ND : You’ve mentioned the value of being able to influence things as a fire engineer during the design phase rather than being brought in later in the process. As a fire engineer, do you find yourself being a frustrated architect?

SH: No, my experience is better than that, because I like to see the positive part of it! As fire engineers, we can look to collaborate with architects in a better way, because when the architects ask what is your solution, we typically provide them with the specifications and regulations.

Some architects may find that frustrating, because although the specifications and regulations are necessary, it doesn’t necessarily help them a great deal in terms of the design solution.

Understanding how architecture, structural engineering, and other components fit together, understanding the language of the other disciplines, and thinking about how our requirements might translate into the design at a high level can perhaps enable us to play a more helpful role.

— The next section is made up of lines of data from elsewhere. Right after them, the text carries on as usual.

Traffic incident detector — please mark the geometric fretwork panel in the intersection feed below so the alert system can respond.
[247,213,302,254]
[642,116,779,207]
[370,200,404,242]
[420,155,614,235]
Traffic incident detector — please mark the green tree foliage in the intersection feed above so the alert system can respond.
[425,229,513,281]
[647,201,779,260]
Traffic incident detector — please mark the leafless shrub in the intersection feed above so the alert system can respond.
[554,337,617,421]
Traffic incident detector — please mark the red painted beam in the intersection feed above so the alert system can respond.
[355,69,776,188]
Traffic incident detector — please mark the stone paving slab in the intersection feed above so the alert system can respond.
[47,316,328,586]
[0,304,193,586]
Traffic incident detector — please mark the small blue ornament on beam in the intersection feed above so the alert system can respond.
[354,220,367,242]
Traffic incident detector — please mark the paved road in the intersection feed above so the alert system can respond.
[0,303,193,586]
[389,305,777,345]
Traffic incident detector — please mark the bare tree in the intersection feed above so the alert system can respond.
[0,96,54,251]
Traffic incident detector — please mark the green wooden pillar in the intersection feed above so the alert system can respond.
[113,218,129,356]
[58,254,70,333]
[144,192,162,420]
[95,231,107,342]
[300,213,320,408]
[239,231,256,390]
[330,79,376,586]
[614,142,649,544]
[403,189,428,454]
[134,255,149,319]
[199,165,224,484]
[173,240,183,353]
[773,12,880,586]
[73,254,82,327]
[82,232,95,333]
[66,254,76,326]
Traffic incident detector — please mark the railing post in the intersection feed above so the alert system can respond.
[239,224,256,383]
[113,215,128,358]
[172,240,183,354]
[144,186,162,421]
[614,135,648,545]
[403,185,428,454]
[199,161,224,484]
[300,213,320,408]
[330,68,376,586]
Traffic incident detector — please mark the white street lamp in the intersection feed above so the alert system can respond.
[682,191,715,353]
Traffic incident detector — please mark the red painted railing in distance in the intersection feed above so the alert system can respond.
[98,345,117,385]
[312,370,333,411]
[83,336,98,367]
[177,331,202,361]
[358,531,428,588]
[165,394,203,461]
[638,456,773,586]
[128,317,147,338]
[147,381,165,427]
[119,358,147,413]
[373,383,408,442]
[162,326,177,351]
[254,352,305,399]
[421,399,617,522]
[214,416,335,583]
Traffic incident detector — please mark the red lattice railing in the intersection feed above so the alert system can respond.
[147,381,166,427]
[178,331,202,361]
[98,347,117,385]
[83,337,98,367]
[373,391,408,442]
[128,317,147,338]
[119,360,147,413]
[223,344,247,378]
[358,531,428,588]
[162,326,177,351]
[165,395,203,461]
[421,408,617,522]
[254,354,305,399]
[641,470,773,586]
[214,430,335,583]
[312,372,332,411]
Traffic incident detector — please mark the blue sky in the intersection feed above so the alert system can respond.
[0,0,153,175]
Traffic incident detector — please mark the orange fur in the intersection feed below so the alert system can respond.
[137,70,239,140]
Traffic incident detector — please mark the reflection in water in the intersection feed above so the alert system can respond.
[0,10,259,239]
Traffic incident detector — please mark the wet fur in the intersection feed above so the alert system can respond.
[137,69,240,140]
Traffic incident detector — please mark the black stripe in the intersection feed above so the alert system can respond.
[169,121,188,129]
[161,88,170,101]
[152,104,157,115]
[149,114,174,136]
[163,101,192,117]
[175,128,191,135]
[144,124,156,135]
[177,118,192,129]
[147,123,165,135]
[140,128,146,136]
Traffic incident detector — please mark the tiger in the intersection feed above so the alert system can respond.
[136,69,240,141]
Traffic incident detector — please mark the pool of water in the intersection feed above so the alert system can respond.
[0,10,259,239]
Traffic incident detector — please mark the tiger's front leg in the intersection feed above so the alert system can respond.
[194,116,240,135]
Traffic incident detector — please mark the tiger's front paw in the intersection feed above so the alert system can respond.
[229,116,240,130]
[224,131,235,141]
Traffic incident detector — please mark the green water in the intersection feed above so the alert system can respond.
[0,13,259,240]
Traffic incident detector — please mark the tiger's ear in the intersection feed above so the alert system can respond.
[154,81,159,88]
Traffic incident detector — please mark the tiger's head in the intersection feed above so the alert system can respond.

Given my background, some of this perhaps comes more naturally to me. I am able, for example, to provide an architect with ideas at a very high level that they are then able to translate into a more detailed design in order to find a solution more easily.

Ultimately, it’s a profession I really enjoy. I’ve had a unique opportunity to experience three disciplines in building, and, as a result, filling what I see as a gap in in the sector.

With research still quite ahead of industry, I think we need more regulation, frameworks, and education in relation to sustainability, because this pathway is progressing very, very fast, and it’s important to all of us to keep up with the developments.